Association of ADRB2 polymorphism with triglyceride levels in Tongans.

BACKGROUND: Our previous study demonstrated that the A-allele of the single nucleotide polymorphism (SNP) rs34623097 located in the upstream region of the β2 adrenergic receptor gene (ADRB2) is significantly associated with risk for obesity in Oceanic populations.
METHODS: To investigate whether the ADRB2 polymorphisms explain part of the individual differences in lipid mobilization, energy expenditure and glycogen breakdown, the associations of 10 ADRB2 SNPs with total cholesterol, high-density lipoprotein cholesterol, low-density lipoprotein cholesterol and triglyceride levels were examined in 128 adults in Tonga.
RESULTS: A multiple linear regression analysis adjusted for age, sex, and body mass index revealed that rs34623097 was significantly associated with triglyceride levels (P-value = 0.037). A copy of the rs34623097-A allele increased serum triglyceride levels by 70.1 mg/dL (0.791 mmol/L). None of the ADRB2 SNPs showed a significant association with total-cholesterol, high-density lipoprotein cholesterol, or low-density lipoprotein cholesterol.
CONCLUSIONS: In a Tongan population, a SNP located in the upstream region of ADRB2 is associated with triglyceride levels independent of body mass index.

Background

The β2 adrenergic receptor (ADRB2), a class of G protein-coupled receptor for catecholamines, plays an important role in regulating energy expenditure and lipolysis in adipose tissue. Therefore, polymorphisms in the ADRB2 gene (OMIM*109690) may explain part of the individual differences in lipid profiles. The 27Glu allele at the Glu27Gln polymorphism of ADRB2 has been significantly associated with increased triglyceride levels [1-6], although there is a conflicting report that demonstrated a significant increase in triglyceride levels in individuals with the Gln/Glngenotype as compared to those with the Glu/Glugenotype [7].

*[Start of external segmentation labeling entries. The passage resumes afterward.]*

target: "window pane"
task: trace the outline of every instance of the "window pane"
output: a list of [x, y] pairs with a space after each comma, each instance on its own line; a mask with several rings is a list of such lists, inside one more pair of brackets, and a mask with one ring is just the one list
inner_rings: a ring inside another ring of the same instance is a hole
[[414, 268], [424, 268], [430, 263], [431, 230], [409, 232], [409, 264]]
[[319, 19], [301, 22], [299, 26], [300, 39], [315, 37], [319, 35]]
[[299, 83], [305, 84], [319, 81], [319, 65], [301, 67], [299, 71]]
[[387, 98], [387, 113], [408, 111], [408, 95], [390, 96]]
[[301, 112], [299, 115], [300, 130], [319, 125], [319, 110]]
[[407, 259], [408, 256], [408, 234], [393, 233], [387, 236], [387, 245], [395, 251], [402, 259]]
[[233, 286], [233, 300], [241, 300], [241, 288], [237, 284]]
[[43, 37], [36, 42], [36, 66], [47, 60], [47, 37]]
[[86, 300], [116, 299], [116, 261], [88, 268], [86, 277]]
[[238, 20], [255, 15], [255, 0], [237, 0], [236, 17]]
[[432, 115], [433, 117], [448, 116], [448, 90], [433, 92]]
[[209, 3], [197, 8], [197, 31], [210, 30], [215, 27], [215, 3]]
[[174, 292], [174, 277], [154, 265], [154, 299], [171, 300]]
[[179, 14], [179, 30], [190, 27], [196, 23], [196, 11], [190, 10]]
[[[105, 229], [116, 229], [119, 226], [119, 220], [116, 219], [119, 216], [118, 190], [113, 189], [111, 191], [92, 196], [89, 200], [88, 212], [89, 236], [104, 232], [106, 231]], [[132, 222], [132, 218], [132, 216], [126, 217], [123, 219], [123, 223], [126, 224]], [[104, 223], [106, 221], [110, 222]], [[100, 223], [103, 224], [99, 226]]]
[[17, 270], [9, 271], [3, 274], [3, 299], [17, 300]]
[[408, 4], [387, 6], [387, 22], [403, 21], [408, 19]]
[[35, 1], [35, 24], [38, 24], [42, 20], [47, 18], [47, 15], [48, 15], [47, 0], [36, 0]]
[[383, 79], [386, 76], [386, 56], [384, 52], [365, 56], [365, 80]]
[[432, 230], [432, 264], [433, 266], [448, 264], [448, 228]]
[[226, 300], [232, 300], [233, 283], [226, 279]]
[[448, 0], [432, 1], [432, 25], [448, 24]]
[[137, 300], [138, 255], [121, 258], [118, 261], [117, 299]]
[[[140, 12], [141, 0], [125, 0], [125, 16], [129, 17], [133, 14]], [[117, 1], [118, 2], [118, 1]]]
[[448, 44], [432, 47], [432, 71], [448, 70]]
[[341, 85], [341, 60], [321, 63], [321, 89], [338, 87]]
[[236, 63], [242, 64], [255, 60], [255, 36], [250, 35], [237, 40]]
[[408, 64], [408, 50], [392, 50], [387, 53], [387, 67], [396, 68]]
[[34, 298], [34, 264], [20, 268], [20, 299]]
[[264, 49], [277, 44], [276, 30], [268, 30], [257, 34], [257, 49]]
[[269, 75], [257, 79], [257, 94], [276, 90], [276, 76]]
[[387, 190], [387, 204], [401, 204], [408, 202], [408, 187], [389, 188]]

Most studies have examined the association of three non synonymous ADRB2 SNPs, rs1042711 (5’LC-Arg19Cys in the 5’ upstream region), rs1042713 (Gly16Arg) and rs1042714 (Glu27Gln), with lipid profiles (i.e., total cholesterol, high-density lipoprotein [HDL] cholesterol, low-density lipoprotein [LDL] cholesterol and triglyceride levels). However, ourrecent study showed that rs34623097 located in the upstream region of ADRB2 is more strongly associated with obesity than non synonymous SNPs in Oceanic populations. A functional analysis suggested that rs34623097-A, a risk allele for obesity, reduces the transcriptional activity of ADRB2 as compared with rs34623097-G [8]. The aim of the present study is to further explore the association of ADRB2 SNPs including rs34623097 with lipid profiles independent of body mass index (BMI) in adult Tongan subjects.

Results

Subject characteristics

A total of 128 unrelated subjects (40 men and 88 women) were recruited for the present study. The clinical and laboratory parameters of participants are summarized in Table 1. The median values of total cholesterol and triglycerides in Tongan male subjects exceeded the desirable ranges of less than 200 mg/dL for total cholesterol and less than 150 mg/dL for triglycerides. Age was significantly associated with total cholesterol and LDL cholesterol; sex and BMI were significantly associated with HDL cholesterol and triglycerides (Table 2).

Table 1

Clinical characteristics of subjects

Characteristic	Overall	Male	Female
	(n = 128)	(n = 40)	(n = 88)
Age	44 (33–53)	49 (36–55)	42 (32–51)
Height (cm)	167.4 (162.3-170.1)	172.5 (170.5-177.3)	164.2 (160.5-168.1)
Weight (kg)	96.9 (85.7-108.4)	100.1 (90.0-109.2)	96.3 (84.5-107.2)
BMI (kg/m2)	35.3 (31.2-39.3)	32.4 (29.9-36.5)	35.9 (31.5-40.1)
Total cholesterol (mg/dL)	199 (173–224)	203 (176–230)	197 (170–218)
HDL cholesterol (mg/dL)	45 (40–52)	42 (38–49)	47 (42–52)
LDL cholesterol (mg/dL)	128 (109–147)	125 (114–154)	129 (107–146)
Triglyceride (mg/dL)	107 (73–155)	152 (104–216)	99 (62–129)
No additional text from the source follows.